LAWS(KAR)-1998-1-33

STATE Vs. DHONDURAM SHANKER BHOSLE

Decided On January 13, 1998
STATE THROUGH THE POLICE INSPECTOR, MUNDGOD POLICE STATION Appellant
V/S
DHONDURAM SHANKER BHOSLE Respondents

JUDGEMENT

(1.) THIS is a case in which the facts are rather gruesome. There is little dispute about the guilt of the accused because the husband who was facing trial virtually pleaded guilty on the murder charge of having assaulted his wife with an axe as a result of which she died on the spot. In the light of the settled legal position that it is unsafe to record a conviction on the basis of a plea of guilty in a murder trial, the learned Sessions Judge very correctly recorded the evidence, evaluated it and convicted the accused because the prosecution had proved the charge beyond reasonable doubt irrespective of the plea of guilty. This, in our considered view is, the correct procedure to be followed. The learned Trial Judge, however, for a variety of reasons that have been recorded, the main one is being that it was established that there was a quarrel between the spouses and that the accused flew into a rage as a result of which he turned violent and hit the wife with an axe, recorded the conviction under Section 304, part II, Indian Penal Code and not under Section 302, Indian penal Code. Apart from these considerations, the learned Judge has gone into the object and purpose of the law imposing punishment and has held that on the facts of the present case, the accused did qualify for mercy and furthermore that he deserves to be given a shorter sentence than normal for one very valid reason, namely, that he is the father of three young children who have already lost their mother and who would have been virtually orphaned if the accused were to be incarcerated for a long period of time. The accused was awarded a sentence of three years R. I. The State has appealed against the inadequacy of sentence and prima facie, since it did appear that the sentence was on the low side, this Court admitted the appeal and set it down for hearing on merits.

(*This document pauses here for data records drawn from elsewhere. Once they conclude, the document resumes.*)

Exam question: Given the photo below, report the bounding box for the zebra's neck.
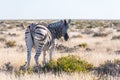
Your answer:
[48,24,63,39]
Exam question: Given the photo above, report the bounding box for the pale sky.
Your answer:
[0,0,120,19]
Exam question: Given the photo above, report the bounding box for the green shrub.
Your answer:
[44,55,93,73]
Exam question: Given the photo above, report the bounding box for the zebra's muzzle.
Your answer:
[64,33,69,41]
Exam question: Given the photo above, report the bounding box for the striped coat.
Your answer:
[25,19,71,67]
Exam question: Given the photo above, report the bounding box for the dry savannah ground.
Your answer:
[0,20,120,80]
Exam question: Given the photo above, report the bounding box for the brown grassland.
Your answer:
[0,20,120,80]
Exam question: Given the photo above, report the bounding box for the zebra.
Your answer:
[25,19,71,67]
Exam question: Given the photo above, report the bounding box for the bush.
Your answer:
[81,29,94,34]
[72,34,83,38]
[78,43,88,48]
[7,26,14,29]
[44,55,93,73]
[93,32,108,37]
[0,37,6,42]
[111,35,120,40]
[94,60,120,77]
[5,40,16,47]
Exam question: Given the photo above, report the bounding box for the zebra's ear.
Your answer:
[64,19,67,26]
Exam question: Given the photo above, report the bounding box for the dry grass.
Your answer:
[0,72,97,80]
[0,20,120,80]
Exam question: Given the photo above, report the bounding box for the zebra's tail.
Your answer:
[25,26,34,47]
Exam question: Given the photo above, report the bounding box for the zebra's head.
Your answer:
[61,19,71,41]
[48,19,71,40]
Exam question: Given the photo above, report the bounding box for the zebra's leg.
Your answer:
[27,48,32,68]
[25,31,33,68]
[34,47,42,66]
[43,51,47,65]
[49,43,55,62]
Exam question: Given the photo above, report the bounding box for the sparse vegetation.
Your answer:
[4,62,13,72]
[78,43,88,48]
[5,40,16,47]
[117,29,120,32]
[111,35,120,40]
[82,29,94,34]
[0,37,6,42]
[93,32,108,37]
[7,26,14,29]
[94,60,120,78]
[72,34,83,38]
[55,44,76,53]
[8,33,18,37]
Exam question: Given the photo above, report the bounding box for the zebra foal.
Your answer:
[25,19,71,67]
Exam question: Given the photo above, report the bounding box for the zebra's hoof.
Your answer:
[34,65,41,73]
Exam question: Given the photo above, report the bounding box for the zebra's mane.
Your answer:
[48,20,63,28]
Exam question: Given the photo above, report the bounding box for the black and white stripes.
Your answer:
[25,19,71,67]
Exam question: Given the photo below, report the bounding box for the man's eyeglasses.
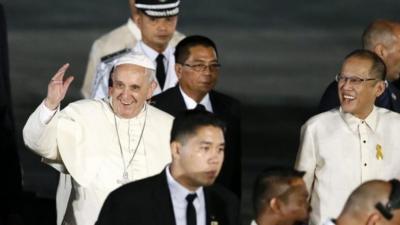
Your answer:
[183,63,221,72]
[375,179,400,220]
[335,74,378,86]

(2.) TODAY we have heard the learned Additional State Public Prosecutor and the learned Advocate who represents the respondent-accused. We do agree with the general submissions canvassed by the learned Additional State Public Prosecutor that the adequacy of sentence is a very important factor which is required to be taken into account by all Courts and he referred to two situations in which inadequate sentences have been awarded by Courts on certain occasions which have even being characterized as a "flea-bite" sentences and he submitted that instead of advancing the cause of justice that such sentences almost make a mockery of the justice dispensation system and raise doubts in the public mind with regard to the firmness with which criminal offences are required to be dealt with. Also, he submitted that there is the usual danger of such leniency being treated as a wrong precedent and that therefore he submitted that having regard to the nature of the offence and the seriousness of the charge, that the sentence is required to be enhanced. On the other hand, the respondent's learned Advocate pointed out two aspects to us which are of considerable consequence. Firstly, she submitted that this may be a rare case hut that the accused did not make any dishonest attempts to put forward false pleas but that he honestly and in a straight forward manner accepted whatever he had done and that this is an aspect which the Court must hold heavily in his favour. We do need to observe here that it has unfortunately become the order of the day even in cases where the offence committed is as clear as day light, that all sorts of untenable pleas are unnecessarily put forward which not only waste judicial time but which are certainly contra-indicated. In this background, we need to observe that whereas in other parts of the world, where the propriety and honesty levels in relation to such situations are observed very seriously that the putting forward of false and untenable pleas is much less, and in this background, where a court comes across an honest admission, it is certainly a factor that weighs heavily in favour of the accused.

(3.) THE respondent's learned Advocate pointed out to us that the accused is a poor man and that he was in custody right from the date of his arrest. After the trial, he has served the sentence and has already been released. The learned Advocate pointed out to us that if this Court were to interfere with the order of the trial Court at this point of time, that it would mean that the accused would have to be re-arrested and once again confined to jail and she submitted that apart from the traumatic effect that it could have upon him, that it would be absolutely disastrous to his family. She has submitted therefore that in keeping with the well established principle that a Court is required to evaluate every criminal case on its special facts that this is not a case in which interference is called for particularly at this point of time and that the grounds which categorise the reasons for the particular sentence would not create any wrong precedent.